Expression of iRs and cytokine production in human CD8 T cells from metastatic and non-metastatic lymph nodes differ from blood-derived T cells. CD8 T cells isolated from PBMC of healthy donors (N = 5), PBMC of melanoma patients (N = 5), non-metastatic LN (“normal LN”) of melanoma patients (N = 5) and TILN (N = 4) were stimulated for 4 h with aCD3 and aCD28 beads. (A). CCR7 versus CD45RA-based differentiation plot of total CD8 T cells, as well as off-set overlay histograms for each iR comparing Naïve and Non-naïve cells, as indicated. One representative example is shown for each, i.e., PBMC of healthy donor, PBMC of melanoma patient, and non-metastatic LN, and two distinct examples are shown for TILN. Naïve cells are shown in white histograms and non-naïve cells in gray histograms. (B).
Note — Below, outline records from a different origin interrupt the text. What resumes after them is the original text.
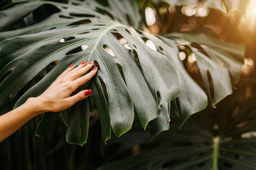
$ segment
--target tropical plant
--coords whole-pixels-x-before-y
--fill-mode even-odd
[[[181,130],[174,125],[153,141],[138,130],[113,139],[109,163],[99,169],[255,169],[255,94],[245,98],[247,84],[241,83],[217,108],[193,115]]]
[[[191,136],[182,137],[183,134],[194,132],[193,130],[196,126],[191,128],[190,122],[196,124],[198,118],[202,117],[206,121],[213,116],[206,111],[198,113],[186,125],[186,121],[191,115],[207,107],[206,110],[219,111],[210,107],[215,108],[233,93],[233,84],[240,78],[244,47],[220,41],[216,35],[206,29],[171,33],[167,28],[163,31],[166,34],[154,35],[145,28],[143,13],[146,6],[157,8],[185,4],[201,4],[223,12],[232,9],[242,12],[247,1],[18,1],[4,6],[0,11],[0,17],[4,17],[0,26],[1,113],[20,106],[29,97],[40,95],[71,63],[77,66],[83,60],[94,61],[99,70],[97,75],[78,89],[91,89],[93,91],[91,98],[58,114],[67,127],[68,142],[80,145],[87,142],[90,119],[93,117],[92,111],[97,108],[104,142],[110,139],[112,130],[118,137],[129,130],[136,119],[144,130],[149,128],[151,137],[171,136],[171,142],[160,141],[160,147],[164,146],[164,149],[153,148],[151,152],[142,156],[146,160],[151,160],[146,157],[150,157],[151,154],[160,154],[157,159],[161,159],[164,157],[161,152],[170,152],[170,157],[174,157],[180,152],[182,154],[178,158],[178,163],[191,166],[203,163],[203,166],[198,166],[202,169],[212,166],[217,169],[218,158],[225,156],[216,153],[219,151],[219,144],[222,144],[226,136],[223,138],[213,135],[210,123],[218,125],[219,122],[202,126],[207,128],[208,135],[204,135],[208,138],[203,137],[205,140],[188,144],[183,142],[184,140],[191,140]],[[142,13],[140,13],[139,8],[142,8]],[[157,9],[156,13],[159,19],[164,21],[164,15]],[[149,47],[147,42],[153,45]],[[181,60],[180,52],[186,55],[184,60]],[[187,68],[190,64],[188,58],[192,57],[196,58],[196,62],[193,65],[197,68],[196,72],[199,76],[194,76]],[[85,106],[86,109],[82,109]],[[170,115],[174,113],[177,115],[179,123],[176,125],[177,122],[174,121],[171,129],[184,125],[182,128],[184,130],[189,127],[188,132],[174,132],[171,130],[157,137],[157,134],[170,128]],[[220,118],[223,116],[218,114]],[[46,113],[40,121],[36,120],[38,125],[36,135],[41,135],[47,131],[55,116],[52,113]],[[226,116],[230,114],[226,113]],[[204,132],[203,130],[200,133]],[[225,130],[219,132],[226,132]],[[198,138],[203,139],[199,136]],[[165,150],[164,144],[168,142],[174,144],[173,146],[181,142],[184,144],[181,144],[184,147],[181,149],[189,147],[191,150],[183,152],[173,148]],[[212,142],[215,152],[210,155]],[[132,144],[122,144],[128,145],[125,148],[132,147]],[[198,149],[194,151],[194,147]],[[225,149],[233,149],[227,147]],[[235,151],[233,149],[231,152]],[[203,157],[202,152],[208,152]],[[191,155],[196,157],[186,159]],[[124,162],[132,162],[132,159],[137,157]],[[234,162],[225,160],[227,164]],[[171,164],[163,166],[166,162]],[[174,165],[173,162],[173,159],[163,159],[158,162],[156,166],[149,166],[159,169]],[[142,169],[145,169],[146,163],[143,163]],[[220,163],[219,165],[221,167]],[[242,165],[252,169],[254,167],[253,164]],[[178,164],[175,166],[181,168]]]

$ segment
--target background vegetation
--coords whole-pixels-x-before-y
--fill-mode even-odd
[[[34,52],[32,50],[31,52],[31,48],[23,48],[24,43],[29,45],[31,42],[38,42],[41,38],[43,40],[46,37],[50,38],[60,30],[68,33],[70,28],[66,28],[67,25],[70,27],[74,26],[74,28],[71,28],[73,30],[78,30],[79,31],[80,28],[87,29],[87,27],[89,27],[90,29],[99,29],[102,31],[101,29],[104,30],[105,26],[112,26],[113,23],[110,20],[117,21],[120,24],[123,24],[124,26],[122,27],[124,28],[118,28],[115,30],[112,30],[114,37],[108,35],[107,36],[112,42],[114,42],[116,39],[120,42],[120,40],[124,37],[124,39],[127,42],[123,45],[127,44],[128,50],[132,52],[128,54],[125,51],[127,50],[121,50],[120,49],[123,47],[122,46],[117,46],[117,49],[121,50],[122,53],[127,53],[127,56],[135,58],[134,68],[138,66],[142,68],[142,71],[136,72],[136,78],[139,79],[141,72],[144,74],[144,76],[146,76],[145,70],[147,71],[147,69],[144,67],[146,66],[148,62],[143,60],[142,57],[143,55],[139,50],[142,49],[144,51],[146,50],[149,55],[157,57],[163,55],[171,61],[172,64],[166,63],[167,67],[165,69],[168,68],[168,72],[166,70],[166,72],[172,72],[174,76],[171,79],[166,79],[169,77],[169,75],[166,75],[164,80],[166,81],[166,84],[174,84],[173,86],[175,88],[171,90],[166,98],[176,98],[181,92],[178,91],[179,88],[177,87],[181,86],[181,94],[178,98],[164,104],[161,102],[163,98],[165,97],[165,92],[164,93],[165,91],[163,90],[163,87],[158,87],[157,84],[151,83],[156,81],[155,79],[149,81],[149,76],[146,77],[146,82],[145,82],[149,84],[148,86],[150,91],[156,91],[159,89],[161,98],[159,98],[158,94],[156,93],[156,95],[153,95],[153,99],[146,100],[147,103],[142,102],[141,104],[144,108],[149,106],[156,106],[153,108],[155,111],[146,118],[149,115],[148,110],[144,110],[146,114],[139,117],[140,115],[138,113],[140,112],[137,110],[134,122],[133,113],[131,114],[132,115],[131,118],[125,118],[127,120],[128,119],[129,120],[127,121],[129,122],[128,128],[125,128],[127,125],[123,125],[122,123],[121,125],[118,124],[117,128],[114,128],[112,123],[111,124],[106,123],[107,117],[106,119],[106,117],[102,115],[104,114],[100,113],[100,109],[99,110],[99,108],[102,108],[106,112],[106,109],[108,110],[110,106],[97,106],[99,103],[110,102],[107,101],[107,98],[110,98],[107,94],[110,94],[111,91],[109,89],[105,90],[106,87],[104,83],[107,85],[110,82],[105,78],[107,77],[106,75],[102,73],[102,74],[100,75],[102,76],[103,80],[99,79],[102,82],[97,82],[97,79],[94,81],[96,89],[93,91],[97,91],[97,93],[95,92],[96,96],[92,96],[92,98],[90,101],[86,101],[85,103],[79,103],[80,106],[90,105],[90,110],[86,110],[86,115],[89,115],[85,118],[87,123],[83,122],[80,127],[75,126],[76,123],[80,121],[81,117],[75,118],[70,113],[75,115],[80,115],[74,114],[74,113],[81,113],[79,105],[59,114],[52,113],[45,114],[39,126],[38,125],[41,118],[34,118],[20,132],[15,133],[0,144],[0,162],[4,165],[4,169],[96,169],[98,168],[100,169],[256,169],[255,162],[256,124],[254,116],[255,110],[254,53],[255,49],[253,47],[255,41],[253,38],[255,33],[253,19],[256,13],[254,12],[255,9],[250,7],[253,6],[253,1],[233,1],[232,3],[230,3],[231,1],[221,1],[220,4],[210,1],[182,1],[181,3],[181,1],[145,0],[137,1],[137,4],[132,1],[98,1],[99,4],[93,1],[62,1],[63,6],[68,7],[68,9],[56,8],[59,4],[54,2],[48,5],[48,3],[45,4],[46,1],[31,1],[31,6],[32,6],[31,9],[21,8],[20,13],[16,7],[26,4],[22,1],[7,6],[5,5],[9,3],[9,1],[1,1],[1,6],[3,11],[0,16],[2,18],[5,17],[6,20],[2,20],[0,38],[1,40],[11,38],[2,41],[0,45],[1,51],[0,93],[1,93],[2,113],[11,109],[15,103],[16,106],[22,103],[29,95],[39,94],[43,88],[47,86],[47,84],[50,83],[52,79],[54,79],[55,76],[58,76],[58,72],[61,72],[67,67],[71,61],[80,63],[79,60],[66,57],[65,57],[66,60],[61,60],[63,62],[58,62],[57,61],[60,59],[56,60],[56,58],[48,62],[42,62],[36,65],[33,69],[34,72],[36,71],[38,73],[36,74],[36,72],[33,76],[27,80],[23,79],[18,80],[14,74],[13,74],[13,78],[9,76],[10,69],[4,64],[8,64],[10,68],[18,70],[19,67],[21,67],[23,61],[29,61],[29,56],[31,56],[31,54],[38,55],[40,57],[39,51],[42,53],[40,57],[43,57],[47,52],[49,52],[49,47],[53,47],[50,46],[51,44],[46,49],[43,48],[46,45],[34,46],[33,47],[35,47],[36,50]],[[21,4],[18,4],[20,3]],[[247,6],[247,3],[252,4]],[[87,9],[89,4],[90,8]],[[77,13],[75,6],[79,6],[79,5],[82,5],[84,10],[89,10],[87,13],[85,12],[86,15],[83,14],[85,11],[78,12],[80,16],[67,15]],[[74,11],[68,11],[70,8]],[[148,12],[145,13],[145,11]],[[151,21],[150,23],[149,23],[150,21],[146,21],[146,17],[152,14],[151,11],[153,11],[155,21]],[[24,16],[21,13],[25,12],[26,13],[24,16],[28,17],[24,18]],[[62,17],[58,18],[52,17],[50,19],[45,20],[49,18],[50,16],[53,16],[54,13],[59,16],[60,13]],[[20,16],[17,16],[17,13],[19,13]],[[32,13],[30,17],[29,13]],[[94,15],[98,16],[102,21],[99,22],[97,18],[92,18],[92,16]],[[110,16],[112,18],[109,18]],[[16,18],[19,18],[20,21]],[[92,23],[98,25],[92,28],[92,25],[88,25],[88,19]],[[54,26],[48,24],[60,20],[63,20],[63,22],[68,21],[68,23],[65,23],[65,26],[59,23]],[[78,23],[78,21],[79,21]],[[105,24],[105,26],[100,24]],[[78,28],[75,28],[77,25],[79,25]],[[129,26],[136,30],[129,27]],[[142,32],[142,30],[145,32]],[[122,31],[127,33],[123,33]],[[81,39],[78,40],[82,40],[85,38],[82,36],[87,36],[85,35],[87,33],[83,33],[84,35],[81,35]],[[91,33],[97,33],[97,30]],[[127,33],[130,35],[124,36]],[[154,36],[149,33],[161,35]],[[21,35],[25,35],[18,37]],[[134,38],[136,35],[140,38],[137,37],[136,39]],[[14,38],[16,36],[18,37]],[[61,37],[60,39],[58,38],[58,42],[60,45],[56,46],[56,49],[62,47],[60,42],[63,42],[61,41],[70,43],[69,41],[72,40],[72,37]],[[75,36],[75,40],[77,38],[79,37]],[[139,40],[142,40],[142,42],[140,42]],[[72,41],[70,42],[72,45]],[[137,47],[132,47],[131,42],[135,44],[135,46],[139,45],[142,47],[137,49]],[[148,45],[151,48],[156,49],[152,50],[149,47],[144,46],[142,42]],[[95,42],[87,45],[89,45],[90,43],[93,44]],[[117,55],[117,50],[113,50],[114,46],[112,47],[108,43],[107,45],[108,48],[107,46],[104,47],[103,43],[108,42],[102,40],[102,44],[100,45],[103,46],[105,51],[100,52],[100,52],[102,52],[100,54],[107,52],[110,55],[113,55],[112,53],[114,53],[117,59],[122,57],[122,55]],[[153,45],[150,45],[150,43],[153,43]],[[116,42],[115,45],[117,45],[117,44],[118,42]],[[238,44],[245,45],[245,60],[243,59],[243,47]],[[82,45],[80,44],[79,47],[82,47]],[[133,50],[131,50],[131,47]],[[21,53],[13,52],[18,48],[25,50],[21,50]],[[79,52],[78,55],[75,53],[80,52],[81,50],[75,51],[78,50],[76,49],[74,51],[73,49],[75,48],[66,47],[64,50],[65,56],[72,55],[74,57],[75,56],[79,57]],[[55,50],[53,49],[53,50]],[[82,48],[82,50],[83,50]],[[90,49],[85,50],[90,50]],[[28,54],[24,55],[26,58],[21,59],[19,64],[14,63],[11,60],[22,55],[22,52]],[[29,52],[31,53],[29,54]],[[154,60],[154,57],[151,58]],[[11,60],[11,57],[13,59]],[[93,60],[99,62],[97,58]],[[106,63],[112,63],[111,61]],[[245,64],[242,67],[240,81],[238,83],[240,74],[240,70],[242,68],[241,63],[243,62]],[[220,63],[223,66],[215,64],[215,62]],[[34,64],[35,61],[32,63]],[[123,86],[127,86],[129,89],[128,74],[126,74],[129,71],[127,71],[127,67],[124,63],[121,62],[119,63],[123,71],[121,69],[120,72],[119,68],[119,70],[121,74],[122,73],[123,74],[122,76],[114,76],[118,82],[118,84],[114,85],[117,86],[117,89],[122,89]],[[145,63],[144,66],[144,63]],[[161,62],[154,61],[154,63]],[[102,67],[101,63],[98,64]],[[40,69],[40,66],[43,69]],[[171,69],[173,66],[176,67],[176,69]],[[24,68],[26,67],[27,66]],[[151,69],[151,67],[149,66],[149,69]],[[109,69],[110,67],[107,68]],[[159,67],[156,66],[156,68]],[[54,68],[58,69],[55,69],[57,70],[57,73],[53,74],[51,72],[51,74],[48,74]],[[24,71],[21,69],[19,72]],[[176,77],[178,77],[181,81],[181,85],[178,81],[174,81],[176,72]],[[46,75],[51,75],[51,76],[48,76],[49,79],[46,78],[42,79],[43,77],[47,77]],[[192,77],[193,80],[190,77]],[[41,79],[46,80],[42,81]],[[140,80],[143,81],[143,79]],[[9,96],[7,92],[11,91],[11,94],[14,94],[13,91],[15,91],[14,86],[26,81],[23,85],[22,83],[18,84],[21,86],[18,90],[16,90],[16,96],[12,98]],[[125,86],[119,84],[122,81],[125,81]],[[131,93],[131,90],[136,91],[137,89],[133,86],[134,84],[132,79],[129,81],[131,82],[131,89],[128,91]],[[39,84],[39,86],[36,84]],[[43,84],[43,86],[40,84]],[[97,84],[100,84],[100,89],[97,88]],[[205,92],[201,89],[204,89]],[[226,97],[232,91],[233,94]],[[143,93],[146,93],[145,91],[143,91]],[[195,96],[201,96],[201,98],[196,98]],[[219,102],[225,97],[226,98],[224,100]],[[11,100],[9,100],[9,98]],[[102,98],[105,101],[97,101]],[[134,98],[132,100],[134,100]],[[192,100],[190,101],[191,98]],[[17,101],[18,103],[16,103]],[[156,103],[151,104],[151,101]],[[208,103],[208,106],[206,108]],[[164,104],[161,106],[160,116],[151,121],[159,114],[157,106],[161,103]],[[191,107],[186,106],[190,104]],[[139,109],[139,106],[135,106],[135,109]],[[112,109],[117,109],[118,107],[114,105]],[[87,108],[89,109],[89,107]],[[201,110],[203,110],[191,116]],[[161,117],[162,115],[165,117]],[[111,117],[110,120],[112,120],[116,117],[118,115]],[[110,118],[108,118],[107,121],[110,121]],[[185,123],[187,118],[188,119]],[[166,119],[171,120],[171,125],[169,121],[166,121]],[[143,128],[146,128],[148,123],[149,125],[144,131]],[[67,130],[68,124],[69,127],[68,126]],[[107,140],[110,137],[110,130],[109,130],[111,128],[110,125],[115,135],[119,136],[128,130],[132,124],[133,127],[127,134],[120,137],[112,135],[112,137]],[[178,127],[181,125],[183,125],[181,130],[178,130]],[[72,130],[78,128],[79,132],[79,128],[81,127],[84,127],[82,129],[85,130],[83,132],[86,135],[73,135],[77,132]],[[169,128],[171,128],[169,130],[155,137],[159,132]],[[36,129],[36,135],[40,135],[40,137],[34,135]],[[151,140],[151,137],[155,137]],[[87,143],[82,147],[70,144],[65,140],[80,144],[86,142]]]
Quantification showing the percentage positive cells for each iR as well as for IFNg and TNFa amongst the indicated sample groups. p-Values were based on multiple comparisons using one-way ANOVA with Bonferroni correction. (C). Analysis of the expression of TNFa and IFNg in iR positive or negative cells, within non-naïve cells, amongst the indicated sample groups. Pie arcs and slices represent the percentage positive for IFNg and/or TNFa as indicated in the legend.